Suarez v. United Van Lines, Inc., 791 F. Supp. 815 (D. Colo. 1992)

U.S. District Court for the District of Colorado - 791 F. Supp. 815 (D. Colo. 1992)
March 24, 1992

791 F. Supp. 815 (1992)

Jesus SUAREZ, et al., Plaintiffs,
v.
UNITED VAN LINES, INC., Defendant.

Civ. A. No. 91-M-2140.

United States District Court, D. Colorado.

March 24, 1992.

*816 Scott L. Eldredge, Ashley L. Kilroy, Burg & Eldredge, P.C., Denver, Colo., for plaintiffs.

Timothy C. Terrill, Sherri A. Heckel, Harding & Ogborn, Denver, Colo., for defendant.

 
MEMORANDUM OPINION AND ORDER

MATSCH, District Judge.

This civil action was removed from the District Court, City and County of Denver, Colorado, upon the defendant's contention that the plaintiffs' claims for breach of contract, negligence and outrageous conduct are preempted by the Carmack Amendment to the Interstate Commerce Act, 49 U.S.C. § 11707. Accordingly, the defendant moved to dismiss those claims. The plaintiffs filed an amended complaint claiming (1) loss of and injury to property in the amount of $16,544, pursuant to the Carmack Amendment; (2) deceptive trade practices; (3) bad faith; and (4) intentional or negligent misrepresentation. The plaintiffs seek compensatory damages, exemplary damages, costs and attorney's fees. The defendant moved to dismiss all but the first claim for relief.

The factual allegations are that the plaintiffs contracted with the defendant to ship their property from their former residence in Florida to their new home in Colorado and that their property was damaged when the defendant's employee abandoned the moving van on the side of a road in Kissimee, Florida, on New Year's Eve and the van was broken into and vandalized. They allege that the value of the property was $21,544, and that $5,000 of the loss has been paid by the defendant.

The plaintiffs allege jurisdiction under 28 U.S.C. § 1331. While diversity jurisdiction for the non-federal claims has not been alleged; it is assumed for the purpose of considering the defendant's claim of pre-emption. The second through fourth claims arise from the shipment. Under case law controlling this court, those claims are preempted by the Carmack Amendment. Underwriters at Lloyds of London v. North American Van Lines, 890 F.2d 1112 (10th Cir. 1989). The purpose of the Carmack Amendment is to enable interstate carriers to assess their risks and predict their potential liability for damages. Hughes v. United Van Lines, Inc., 829 F.2d 1407, 1415 (7th Cir.1987), cert. denied, 485 U.S. 913, 108 S. Ct. 1068, 99 L. Ed. 2d 248 (1988). Accordingly, the carrier's liability is limited to actual loss or injury to the transported property. 49 U.S.C. § 11707(a) (1).
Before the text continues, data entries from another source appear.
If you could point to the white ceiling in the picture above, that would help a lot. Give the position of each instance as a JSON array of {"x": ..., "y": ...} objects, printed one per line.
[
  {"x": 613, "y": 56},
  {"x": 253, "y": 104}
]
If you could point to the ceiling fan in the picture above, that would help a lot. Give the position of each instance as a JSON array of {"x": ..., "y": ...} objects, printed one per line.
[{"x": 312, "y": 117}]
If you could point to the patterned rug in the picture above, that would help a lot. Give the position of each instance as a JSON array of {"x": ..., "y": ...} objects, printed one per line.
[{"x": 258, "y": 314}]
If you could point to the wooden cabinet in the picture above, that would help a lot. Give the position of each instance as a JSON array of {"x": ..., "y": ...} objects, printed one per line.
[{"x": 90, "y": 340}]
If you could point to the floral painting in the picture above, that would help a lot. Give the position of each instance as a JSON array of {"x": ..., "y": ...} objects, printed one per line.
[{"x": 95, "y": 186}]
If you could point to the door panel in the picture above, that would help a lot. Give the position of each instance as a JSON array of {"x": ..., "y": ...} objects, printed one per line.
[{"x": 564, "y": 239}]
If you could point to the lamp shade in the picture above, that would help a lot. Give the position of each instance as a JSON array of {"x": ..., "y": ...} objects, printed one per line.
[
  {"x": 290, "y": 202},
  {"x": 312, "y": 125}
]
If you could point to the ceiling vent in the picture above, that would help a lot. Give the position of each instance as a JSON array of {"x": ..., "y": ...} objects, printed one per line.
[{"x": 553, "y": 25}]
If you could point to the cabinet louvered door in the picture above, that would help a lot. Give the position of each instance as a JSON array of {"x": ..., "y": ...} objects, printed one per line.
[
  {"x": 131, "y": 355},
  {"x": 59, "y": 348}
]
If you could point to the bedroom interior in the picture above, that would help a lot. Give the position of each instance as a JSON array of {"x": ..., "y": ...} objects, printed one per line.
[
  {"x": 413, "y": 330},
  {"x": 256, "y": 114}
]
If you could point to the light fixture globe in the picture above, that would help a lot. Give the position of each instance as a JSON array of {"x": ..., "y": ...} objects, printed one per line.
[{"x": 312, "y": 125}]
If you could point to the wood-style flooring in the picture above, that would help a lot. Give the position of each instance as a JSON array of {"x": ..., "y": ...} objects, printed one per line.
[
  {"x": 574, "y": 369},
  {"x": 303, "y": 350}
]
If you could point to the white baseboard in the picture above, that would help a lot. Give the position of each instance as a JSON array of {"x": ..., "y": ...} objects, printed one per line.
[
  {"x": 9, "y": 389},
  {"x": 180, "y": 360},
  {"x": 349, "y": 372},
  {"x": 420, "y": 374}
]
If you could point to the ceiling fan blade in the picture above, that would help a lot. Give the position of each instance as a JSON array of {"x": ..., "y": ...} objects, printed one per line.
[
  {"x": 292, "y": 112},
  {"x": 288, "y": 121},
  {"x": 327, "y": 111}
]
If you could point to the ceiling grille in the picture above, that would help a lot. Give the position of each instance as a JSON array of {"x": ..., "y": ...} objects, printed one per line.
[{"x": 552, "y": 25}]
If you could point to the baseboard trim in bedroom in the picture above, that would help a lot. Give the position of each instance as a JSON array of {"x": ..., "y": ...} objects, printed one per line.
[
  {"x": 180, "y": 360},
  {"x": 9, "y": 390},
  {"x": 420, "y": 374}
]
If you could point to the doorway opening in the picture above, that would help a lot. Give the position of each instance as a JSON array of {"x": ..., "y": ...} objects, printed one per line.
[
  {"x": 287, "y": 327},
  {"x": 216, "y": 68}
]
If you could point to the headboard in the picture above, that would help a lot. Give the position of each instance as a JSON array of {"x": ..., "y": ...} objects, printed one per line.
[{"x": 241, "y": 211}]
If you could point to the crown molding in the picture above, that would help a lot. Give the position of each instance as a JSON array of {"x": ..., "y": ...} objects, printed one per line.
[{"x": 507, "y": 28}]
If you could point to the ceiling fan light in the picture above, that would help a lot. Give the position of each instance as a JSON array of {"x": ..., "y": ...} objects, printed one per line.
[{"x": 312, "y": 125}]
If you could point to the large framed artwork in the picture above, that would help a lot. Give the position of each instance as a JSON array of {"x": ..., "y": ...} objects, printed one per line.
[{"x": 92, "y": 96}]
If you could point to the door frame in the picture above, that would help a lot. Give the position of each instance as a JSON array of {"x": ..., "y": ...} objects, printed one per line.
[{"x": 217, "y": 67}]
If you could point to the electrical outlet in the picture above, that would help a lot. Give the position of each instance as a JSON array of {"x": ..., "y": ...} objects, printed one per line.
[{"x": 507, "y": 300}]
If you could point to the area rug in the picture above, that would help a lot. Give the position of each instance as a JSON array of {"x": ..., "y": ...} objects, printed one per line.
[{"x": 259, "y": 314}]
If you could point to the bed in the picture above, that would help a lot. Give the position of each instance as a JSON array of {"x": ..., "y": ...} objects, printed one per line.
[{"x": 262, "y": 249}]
*817 The plaintiffs argue that their claim for a violation of the Colorado Deceptive Trade Practices Act, C.R.S. § 6-1-105, et seq. is allowable because the purposes of that statute are not in conflict with those of the Carmack Amendment. Assuming the applicability of that law to a shipment made from Florida, the Deceptive Trade Practices Act expressly excludes activity that falls under a statute administered by a federal, state or local agency. C.R.S. § 6-1-106(1) (a). The Carmack Amendment is such a statute. Second, the purposes of the Carmack Amendment and the Deceptive Trade Practices Act are in conflict where deceptive trade remedies provide for more than actual loss while the federal law was intended to enable carriers to assess their risks and to predict their potential liability by restricting claims to actual damages. A.T. Clayton & Co. v. Missouri-Kansas-Texas R.R., 901 F.2d 833, 835 (10th Cir.1990).

Accordingly, it is

ORDERED that the second through fourth claims for relief in the amended complaint, filed January 15, 1992, are dismissed with prejudice and the plaintiffs' recovery will be limited to damages available under 49 U.S.C. § 11707(a) (1).